バイデン米大統領、「大麻の単純所持」に恩赦 連邦法で有罪の6500人が対象
- 国際
- 2022年10月8日
© BBCニュース 提供
アメリカのジョー・バイデン大統領は6日、「大麻の単純所持」で連邦法に違反し、有罪判決を受けた人全員に恩赦を与えると発表した。ただ、大統領選で公約として掲げていた大麻使用の完全な非犯罪化には及ばない措置となる。
バイデン氏は6日に発表した声明で、「大麻の所持を理由に人々を刑務所に送ることで、あまりにも多くの人生を一変させてきた。多くの州でもはや禁止されていない行為のために人々を投獄してきた」と述べた。
さらに、「大麻所持の犯罪歴は雇用や住宅、教育の機会にも無用な障害をもたらしている」と続け、統計的に、人種的マイノリティが大麻で投獄される確率がはるかに高いと付け加えた。
米当局は、バイデン氏による恩赦の対象となる「大麻の単純所持で連邦法で有罪となった人」は推定6500人いるとしている。
ホワイトハウス関係者は6日、「現在、大麻の単純所持だけで連邦刑務所に収監されている者はいない」と記者団に述べた。
大麻に絡んで有罪判決を受けるのは、州法に違反した人がほとんどだ。そのため、今回の連邦レベルの救済措置で恩恵を受ける人は比較的少ない。
こうしたことを背景に、バイデン氏はすべての州知事に対し、州法違反のケースについても恩赦を与えるよう求めた。
また、司法省と保健福祉省に対し、大麻が連邦法の下でどのように分類されているかを見直すよう指示している。
バイデン氏は、「我々は大麻をヘロインと同程度に、そしてフェンタニルより深刻なものとして分類している」、「合理的ではない」と述べた。

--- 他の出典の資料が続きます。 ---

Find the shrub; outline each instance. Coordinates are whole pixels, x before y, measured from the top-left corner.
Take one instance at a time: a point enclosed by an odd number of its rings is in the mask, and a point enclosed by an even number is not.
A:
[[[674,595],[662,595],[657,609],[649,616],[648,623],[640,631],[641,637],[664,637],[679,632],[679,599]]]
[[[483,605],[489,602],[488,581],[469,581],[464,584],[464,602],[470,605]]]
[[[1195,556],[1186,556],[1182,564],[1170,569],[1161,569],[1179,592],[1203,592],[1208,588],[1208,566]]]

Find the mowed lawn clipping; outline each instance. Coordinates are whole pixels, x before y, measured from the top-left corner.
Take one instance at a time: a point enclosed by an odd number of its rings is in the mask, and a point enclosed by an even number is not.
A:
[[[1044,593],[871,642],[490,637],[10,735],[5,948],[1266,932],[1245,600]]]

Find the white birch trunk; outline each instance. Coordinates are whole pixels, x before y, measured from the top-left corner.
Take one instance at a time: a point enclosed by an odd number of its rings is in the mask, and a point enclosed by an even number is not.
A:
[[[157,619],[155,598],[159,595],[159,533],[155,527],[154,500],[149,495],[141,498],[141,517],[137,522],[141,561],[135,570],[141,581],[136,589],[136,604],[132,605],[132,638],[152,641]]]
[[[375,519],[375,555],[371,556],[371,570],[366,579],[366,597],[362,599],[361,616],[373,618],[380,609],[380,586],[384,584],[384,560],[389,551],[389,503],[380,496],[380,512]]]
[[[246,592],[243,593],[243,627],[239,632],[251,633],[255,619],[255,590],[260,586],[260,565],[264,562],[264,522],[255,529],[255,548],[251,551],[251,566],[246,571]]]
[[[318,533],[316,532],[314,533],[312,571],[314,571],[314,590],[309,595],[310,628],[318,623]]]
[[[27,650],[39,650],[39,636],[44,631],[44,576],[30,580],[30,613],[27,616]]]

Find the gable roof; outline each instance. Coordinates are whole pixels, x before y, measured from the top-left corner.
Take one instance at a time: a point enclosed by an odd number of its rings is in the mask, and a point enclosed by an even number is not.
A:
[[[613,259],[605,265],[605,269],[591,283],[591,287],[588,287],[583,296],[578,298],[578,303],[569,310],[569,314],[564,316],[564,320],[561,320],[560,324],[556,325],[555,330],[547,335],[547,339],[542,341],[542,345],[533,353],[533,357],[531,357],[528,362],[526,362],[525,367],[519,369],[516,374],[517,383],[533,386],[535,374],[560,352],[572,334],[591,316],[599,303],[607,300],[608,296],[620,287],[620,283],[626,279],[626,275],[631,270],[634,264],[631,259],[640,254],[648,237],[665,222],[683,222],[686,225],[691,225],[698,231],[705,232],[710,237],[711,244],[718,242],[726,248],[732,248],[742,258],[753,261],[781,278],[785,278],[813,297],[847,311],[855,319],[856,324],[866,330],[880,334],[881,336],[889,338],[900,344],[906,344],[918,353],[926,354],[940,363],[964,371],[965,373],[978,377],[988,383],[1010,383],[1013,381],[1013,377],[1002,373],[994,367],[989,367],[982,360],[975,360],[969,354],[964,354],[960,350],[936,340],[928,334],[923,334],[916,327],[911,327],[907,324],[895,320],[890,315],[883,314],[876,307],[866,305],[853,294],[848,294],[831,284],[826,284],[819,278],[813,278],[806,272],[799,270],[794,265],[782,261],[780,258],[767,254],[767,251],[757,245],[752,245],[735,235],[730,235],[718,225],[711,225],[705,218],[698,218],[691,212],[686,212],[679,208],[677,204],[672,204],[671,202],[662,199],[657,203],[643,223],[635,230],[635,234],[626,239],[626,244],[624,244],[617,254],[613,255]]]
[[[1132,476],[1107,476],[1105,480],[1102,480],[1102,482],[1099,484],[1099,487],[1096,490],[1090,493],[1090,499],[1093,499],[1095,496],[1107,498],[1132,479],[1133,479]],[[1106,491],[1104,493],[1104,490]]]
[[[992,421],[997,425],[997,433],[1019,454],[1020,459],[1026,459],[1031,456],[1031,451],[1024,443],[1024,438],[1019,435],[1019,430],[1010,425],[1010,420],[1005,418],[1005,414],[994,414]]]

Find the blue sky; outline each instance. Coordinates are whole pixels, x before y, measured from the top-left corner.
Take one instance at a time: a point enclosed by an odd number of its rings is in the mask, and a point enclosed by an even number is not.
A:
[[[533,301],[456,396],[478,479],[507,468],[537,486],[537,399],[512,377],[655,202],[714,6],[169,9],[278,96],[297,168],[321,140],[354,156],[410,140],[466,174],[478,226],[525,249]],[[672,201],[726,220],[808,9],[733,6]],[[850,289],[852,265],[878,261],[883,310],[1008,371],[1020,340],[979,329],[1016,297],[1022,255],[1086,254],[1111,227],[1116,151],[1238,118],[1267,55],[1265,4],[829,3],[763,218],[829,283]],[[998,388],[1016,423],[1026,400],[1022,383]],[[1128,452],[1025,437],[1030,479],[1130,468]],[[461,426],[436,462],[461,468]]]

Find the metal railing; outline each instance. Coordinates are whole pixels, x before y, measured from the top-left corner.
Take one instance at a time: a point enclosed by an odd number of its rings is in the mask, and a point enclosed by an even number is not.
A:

バイデン氏は民主党の大統領候補だった2020年当時、自身が起草した1994年の犯罪法により薬物犯罪の罰則が強化され、人種的マイノリティの投獄増加につながったと批判を受けた。
連邦法と州法にずれ
最近の世論調査では、アメリカ人の大多数が大麻は合法であるべきだと考えていることが示されている。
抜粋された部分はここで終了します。